Indicator diagram factor — relation between actual and theoretical mean effective pressures Given pa = actual mean effective pressure, pm = theoretical mean effective pressure, and K = diagram factor, which relation is correct?

Introduction / Context:
Real engine indicator diagrams deviate from the ideal theoretical diagrams due to throttling, wire-drawing, heat losses, and valve timing. The diagram factor K captures the ratio of the actual diagram area to the theoretical diagram area, and thus relates actual to theoretical mean effective pressure (MEP).

Given Data / Assumptions:

• pm is computed from a theoretical cycle for the same boundary conditions.
• pa is obtained from the measured indicator diagram.
• Diagram factor K = actual area / theoretical area.

Concept / Approach:
Since MEP is proportional to the diagram area for a given cylinder, K scales the theoretical MEP to match reality. Therefore, actual MEP equals theoretical MEP multiplied by the diagram factor.

Step-by-Step Solution:
By definition: K = Area_actual / Area_theoretical.MEP ∝ diagram area (for fixed stroke and bore).Thus, pa = K * pm.Select the matching expression: pa = pm × K.

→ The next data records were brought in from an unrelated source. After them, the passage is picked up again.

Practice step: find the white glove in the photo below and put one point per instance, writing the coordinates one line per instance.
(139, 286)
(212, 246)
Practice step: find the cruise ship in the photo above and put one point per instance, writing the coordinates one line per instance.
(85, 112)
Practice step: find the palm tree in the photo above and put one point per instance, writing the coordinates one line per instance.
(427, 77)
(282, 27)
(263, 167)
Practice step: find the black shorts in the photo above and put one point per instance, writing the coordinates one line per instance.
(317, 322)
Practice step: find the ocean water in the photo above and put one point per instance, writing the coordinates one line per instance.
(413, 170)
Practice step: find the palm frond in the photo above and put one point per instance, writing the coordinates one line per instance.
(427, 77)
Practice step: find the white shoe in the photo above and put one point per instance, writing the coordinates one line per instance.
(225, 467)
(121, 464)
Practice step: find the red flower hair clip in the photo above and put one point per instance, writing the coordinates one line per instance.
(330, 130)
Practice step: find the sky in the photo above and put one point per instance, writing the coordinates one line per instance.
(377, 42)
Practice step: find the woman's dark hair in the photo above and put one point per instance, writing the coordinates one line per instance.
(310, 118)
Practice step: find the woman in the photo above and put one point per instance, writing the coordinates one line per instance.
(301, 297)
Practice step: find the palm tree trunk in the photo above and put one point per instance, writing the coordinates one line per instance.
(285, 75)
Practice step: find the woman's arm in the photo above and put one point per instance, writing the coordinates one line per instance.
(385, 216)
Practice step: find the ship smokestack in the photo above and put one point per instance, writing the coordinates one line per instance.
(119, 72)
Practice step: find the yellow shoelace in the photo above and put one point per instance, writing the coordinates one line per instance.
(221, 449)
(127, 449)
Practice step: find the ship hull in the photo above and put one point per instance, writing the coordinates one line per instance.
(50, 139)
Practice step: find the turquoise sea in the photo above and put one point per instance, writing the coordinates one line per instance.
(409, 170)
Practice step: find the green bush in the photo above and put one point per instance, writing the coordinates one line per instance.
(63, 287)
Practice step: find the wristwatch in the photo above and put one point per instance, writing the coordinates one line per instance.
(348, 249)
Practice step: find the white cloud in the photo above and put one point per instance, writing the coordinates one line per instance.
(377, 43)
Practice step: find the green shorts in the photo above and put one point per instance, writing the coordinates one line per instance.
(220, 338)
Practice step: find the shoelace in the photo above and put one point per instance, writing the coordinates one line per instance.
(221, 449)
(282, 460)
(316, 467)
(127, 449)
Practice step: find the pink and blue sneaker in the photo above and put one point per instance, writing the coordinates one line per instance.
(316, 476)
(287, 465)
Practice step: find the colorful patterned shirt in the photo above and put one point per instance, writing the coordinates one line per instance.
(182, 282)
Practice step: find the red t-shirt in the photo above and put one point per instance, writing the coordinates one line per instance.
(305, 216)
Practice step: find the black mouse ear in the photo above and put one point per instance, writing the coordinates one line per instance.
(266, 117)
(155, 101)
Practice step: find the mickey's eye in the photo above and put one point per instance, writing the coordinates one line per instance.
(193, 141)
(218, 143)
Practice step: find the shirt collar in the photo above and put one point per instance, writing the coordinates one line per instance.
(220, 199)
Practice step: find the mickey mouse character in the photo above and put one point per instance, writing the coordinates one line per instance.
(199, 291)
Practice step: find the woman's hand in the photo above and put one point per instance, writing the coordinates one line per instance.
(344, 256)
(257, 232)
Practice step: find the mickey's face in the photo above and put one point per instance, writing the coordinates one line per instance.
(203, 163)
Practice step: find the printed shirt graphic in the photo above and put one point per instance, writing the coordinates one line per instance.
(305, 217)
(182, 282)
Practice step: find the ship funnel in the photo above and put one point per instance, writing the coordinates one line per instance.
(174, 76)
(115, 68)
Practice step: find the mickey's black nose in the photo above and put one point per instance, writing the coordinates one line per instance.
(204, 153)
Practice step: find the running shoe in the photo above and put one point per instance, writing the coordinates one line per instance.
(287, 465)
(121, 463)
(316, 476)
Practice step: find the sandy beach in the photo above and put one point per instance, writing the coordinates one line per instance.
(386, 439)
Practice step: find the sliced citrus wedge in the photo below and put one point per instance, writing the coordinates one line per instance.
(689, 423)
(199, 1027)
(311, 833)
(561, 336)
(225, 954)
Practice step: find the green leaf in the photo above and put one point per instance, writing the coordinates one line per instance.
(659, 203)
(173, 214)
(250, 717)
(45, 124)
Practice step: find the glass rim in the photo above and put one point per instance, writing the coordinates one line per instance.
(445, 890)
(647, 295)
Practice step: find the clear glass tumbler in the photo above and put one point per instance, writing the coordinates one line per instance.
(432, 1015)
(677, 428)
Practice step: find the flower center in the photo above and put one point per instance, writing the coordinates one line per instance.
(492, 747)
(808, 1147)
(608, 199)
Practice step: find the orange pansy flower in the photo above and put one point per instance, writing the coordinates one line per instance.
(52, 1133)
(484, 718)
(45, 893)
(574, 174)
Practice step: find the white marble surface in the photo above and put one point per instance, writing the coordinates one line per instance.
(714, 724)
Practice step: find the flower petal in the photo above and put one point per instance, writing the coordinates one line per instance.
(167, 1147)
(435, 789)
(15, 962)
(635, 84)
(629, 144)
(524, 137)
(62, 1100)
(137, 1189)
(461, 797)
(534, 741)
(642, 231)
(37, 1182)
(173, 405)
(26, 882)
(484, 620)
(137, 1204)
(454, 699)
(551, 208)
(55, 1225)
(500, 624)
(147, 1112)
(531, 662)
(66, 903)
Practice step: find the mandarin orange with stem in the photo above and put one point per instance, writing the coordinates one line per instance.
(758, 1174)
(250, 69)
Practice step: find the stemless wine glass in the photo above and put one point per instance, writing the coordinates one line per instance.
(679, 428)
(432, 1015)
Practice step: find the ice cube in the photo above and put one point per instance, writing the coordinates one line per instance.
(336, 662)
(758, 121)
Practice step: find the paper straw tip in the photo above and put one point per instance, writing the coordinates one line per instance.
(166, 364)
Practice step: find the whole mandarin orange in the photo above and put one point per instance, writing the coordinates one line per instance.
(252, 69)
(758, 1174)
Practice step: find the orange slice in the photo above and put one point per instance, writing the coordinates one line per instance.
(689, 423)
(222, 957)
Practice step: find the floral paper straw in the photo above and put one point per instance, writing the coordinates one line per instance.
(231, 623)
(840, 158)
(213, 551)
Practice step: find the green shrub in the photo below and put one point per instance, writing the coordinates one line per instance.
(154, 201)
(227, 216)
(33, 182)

Verification / Alternative check:
Worked examples compute pm from an idealized cycle and then multiply by K (often 0.7–0.9) to obtain pa before calculating indicated power.

Why Other Options Are Wrong:

• pa = pm/K inverts the effect, implying pa > pm for K < 1, which is unphysical.
• Sum or ratio forms lack basis in the definition of K.

Common Pitfalls:
Treating K as an additive correction rather than a multiplicative factor derived from area ratios.

Final Answer:
pa = pm × K